Are NHL Owners Owed a Profit?

I would like to address an idea that seems to float around on boards such as this, and others that I read. The idea that the owners, by paying the expansion fee, have a right to make a profit.

I would like to address an idea that seems to float around on boards such as this, and others that I read. The idea that the owners, by paying the expansion fee, have a right to make a profit. That if an owner does not make money every year then something is wrong. To that I say why?

The point I see written by others is that this is a business and thus the owners deserve to make money off of it. I have a newsflash for you; every business does not make money. I’m sure every restaurant did not make money last year, but I don’t see the public arguing for a salary cap on waiters and cooks. Owning a hockey team is a business, and as such you have a right to make money if you run it well. Owners that run their hockey teams well seem to make money.

Running your business well starts even before you obtain the business. If you are unable to properly assess the market for the product you wish to market then why should I feel sorry for you? I don’t feel sorry for the man who starts an ice store in the Arctic, nor do I feel sorry for the man who buys a hockey team in a southern American state. These are places hockey should not have gone, and the only people who can be blamed for this are the owners who decided to pay good money to put the teams there. They knew the current NHL economic environment they were getting into, and should have analyzed the market they wished to enter before making the investment that they did.

That being said, I do believe that something needs to be changed. Not because I care about owner profits, but because I would like to see greater parity in the NHL. I think this will happen with either an effective luxury tax or a salary cap. A strong enough luxury tax becomes a salary tax for most teams, and a point that teams may go beyond but not by much. I think the owners are pushing for cost certainty and a salary cap because they believe that they are owed a profit from their business (or at least would like to be guaranteed one). I disagree with this, but would be interested to hear your comments.

58 Responses to Are NHL Owners Owed a Profit?

  1. 19Yzerman says:

    YEA Your right with both of them having had their hands in what was a 2.2 billion dollar industry and now getting what is clearing no where near that they would both have to panicking a little.

    My guesses were statements made without the use of a crystal ball so your right again.

    Its been tuff to find any topics other than this CBA to debate on here lately.

  2. goodfela26 says:

    The NFL is the most popular league in North America, not including NASCAR (making left turns all day long isn’t something I call exciting, but that’s my opinion). I’d say they are doing something right, which is more than I can say for the NHL and the NHLPA.

  3. Aetherial says:

    It is entertaining though. At least more entertaining than watching the trap for 60 minutes 😉

    There will be no 2,2 billion pie, both sides brought that on themselves.

    I really don’t know if either side will recover what they lost. If the owners are honest about their losses though, then they will be MUCH harder to convince. We know for sure what the players are losing by staying out. If the owners are actually financially ahead by staying out then the players are making a HUMONGOUS mistake here.
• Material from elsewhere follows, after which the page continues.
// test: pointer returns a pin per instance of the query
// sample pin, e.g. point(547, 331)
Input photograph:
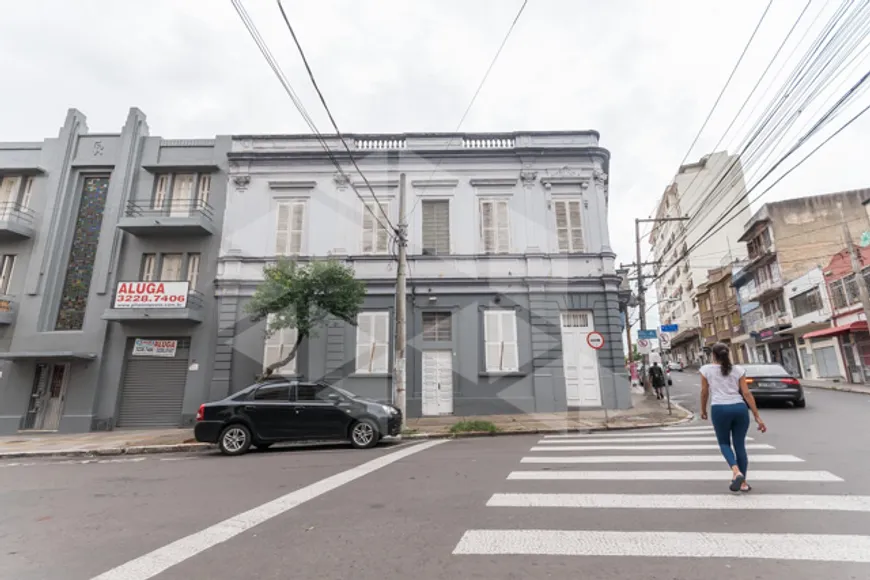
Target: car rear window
point(765, 371)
    Then again, I do not believe for a second the owners are honest about their losses.

  4. greatlife15 says:

    You are right about what you have said but the Leafs haven’t won the cup in how many years???

  5. 19Yzerman says:

    The NFL team salary cap is an excellent example of mediocrity and NOT pairty.

    Tampa Bay 5-8

    New Orleans 5-8

    Detroit 5-8

    Chicago 5-8

    N.Y. Giants 5-8

    Dallas 5-8

  6. rojoke says:

    The NHL wants to make the salary variable from year to year based on revenues.

    I’ve haven’t heard or read anything that indicates this is what the NHL is looking for. Players will still negotiate their individual contracts in the same manner as they always have. It’s just that the team’s total payroll will have to be under a specified amount, as a percentage of total league revenue.

  7. rojoke says:

    If I may offer an outside voice to this on two points.

    The NHLPA is not a union in the same way the UAW or the Teamsters are. Those “unions” actually negotiate the wages their membership receive for their work. In the NHL, the players are left to negotiate their own salaries.

    Unions normally do have acces to arbitration. It’s reserved for grievances filed by employees for what they see as actions which are in violation of their collective bargaining agreements. I don’t think any employee has sought to have their own salary determined by arbitration. Many public services unions do have the right to use arbitration to set salaries and benefits when negotiating CBAs, but not individual employees during an active agreement.

  8. rojoke says:

    Since they have fixed these costs against their revenues, they will be fixing profits. Profit certainty.

    Just because I know what one of my expenses will amount to, that does not guarantee that I will make a profit. Player salaries are but one expense that teams have to budget during the year. There’s also the coaching staffs, the scouting departments, the training staff, the equipment made available to players, the travel expenses, etc. There’s also building maintenance for those teams that own the arenas. Do they always know when something will break down with the ice plant, the zamboni, the physical building itself? The more reliably I can predict what my costs will be during the year, the better I can deal with the unexpected costs that arise. But when I have to deal with those problems with only 25% – 30% of my revenues, then that makes it difficult to deal with those situations.